To be sure, Women's Studies at Harvard is not as radical as it could be. I'm thankful that the classically liberal project of gender equity seems still a goal. Still, I believe that a more rigorous, fair and beneficial program to study sex and gender would be structured as follows: require students to take a half-course in basic human philosophy. Then expose them to the anthropological study of sex differences among different cultures and the psychological differences between men and women. Survey the broad swath of literature and art which deal with masculinity, femininity and sexuality. Save the theory for the icing on the cake. And don't take it too seriously.
A cursory reading of ancient poetry can accomplish what a headache inducing romp through Jacques Derrida, Michel Foucault and Judith Butler cannot; an appreciation of the wonderful cornucopia of sexual relations from time immemorial and how sexuality was (and is) linked with spirituality, nature, power, and politics.

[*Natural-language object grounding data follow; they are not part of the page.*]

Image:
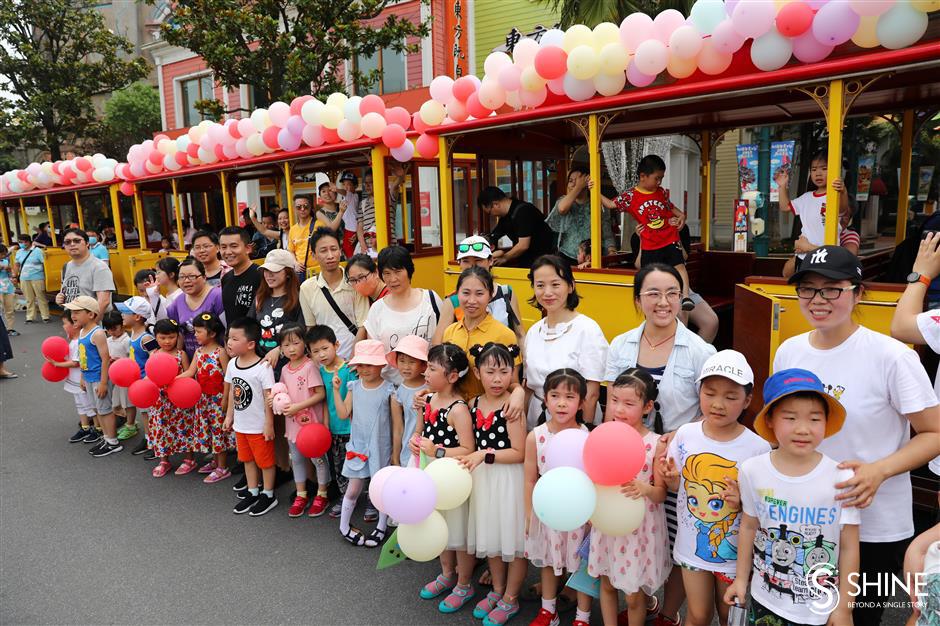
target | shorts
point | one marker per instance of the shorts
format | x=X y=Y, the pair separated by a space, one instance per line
x=670 y=254
x=97 y=406
x=253 y=448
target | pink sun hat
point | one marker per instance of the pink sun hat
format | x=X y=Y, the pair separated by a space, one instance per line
x=414 y=346
x=368 y=352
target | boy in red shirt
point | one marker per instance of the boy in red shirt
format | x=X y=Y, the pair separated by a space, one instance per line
x=660 y=220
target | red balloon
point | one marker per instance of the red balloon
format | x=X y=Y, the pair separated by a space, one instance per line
x=613 y=454
x=124 y=372
x=313 y=440
x=55 y=348
x=143 y=394
x=184 y=392
x=54 y=374
x=161 y=368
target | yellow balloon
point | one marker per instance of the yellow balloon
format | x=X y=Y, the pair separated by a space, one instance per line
x=866 y=35
x=617 y=514
x=452 y=481
x=425 y=540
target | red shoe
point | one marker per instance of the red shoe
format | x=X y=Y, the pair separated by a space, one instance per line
x=318 y=507
x=298 y=507
x=544 y=618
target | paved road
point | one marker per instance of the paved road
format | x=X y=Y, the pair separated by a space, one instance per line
x=86 y=540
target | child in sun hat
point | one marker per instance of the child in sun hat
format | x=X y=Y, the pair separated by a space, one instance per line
x=796 y=538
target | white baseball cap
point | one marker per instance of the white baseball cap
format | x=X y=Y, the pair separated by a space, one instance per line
x=730 y=364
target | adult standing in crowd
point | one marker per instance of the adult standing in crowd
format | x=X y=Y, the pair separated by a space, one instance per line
x=570 y=218
x=363 y=274
x=522 y=223
x=475 y=251
x=198 y=297
x=30 y=273
x=83 y=274
x=563 y=338
x=406 y=310
x=240 y=284
x=885 y=392
x=328 y=298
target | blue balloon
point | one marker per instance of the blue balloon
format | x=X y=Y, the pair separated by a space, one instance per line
x=564 y=498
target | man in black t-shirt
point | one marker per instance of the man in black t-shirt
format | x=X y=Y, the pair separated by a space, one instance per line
x=520 y=221
x=241 y=283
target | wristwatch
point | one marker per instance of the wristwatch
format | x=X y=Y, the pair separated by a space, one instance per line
x=914 y=277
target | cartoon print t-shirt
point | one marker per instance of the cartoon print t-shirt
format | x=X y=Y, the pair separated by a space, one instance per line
x=707 y=538
x=796 y=548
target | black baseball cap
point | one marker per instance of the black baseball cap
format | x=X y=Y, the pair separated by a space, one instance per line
x=834 y=262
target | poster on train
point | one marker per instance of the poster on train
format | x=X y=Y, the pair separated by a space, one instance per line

Higher education is supposed to have a liberalizing effect on its students, and I don't object to the a dash of cultural criticism in established humanities disciplines. But if Harvard has any intention to truly produce those who will form the discourse of tomorrow, narrow-minded theologies of the radical left ought not be the primary means of pedagogy.
Marc J. Ambinder '01, a Crimson editor, is a history concentrator in Lowell House.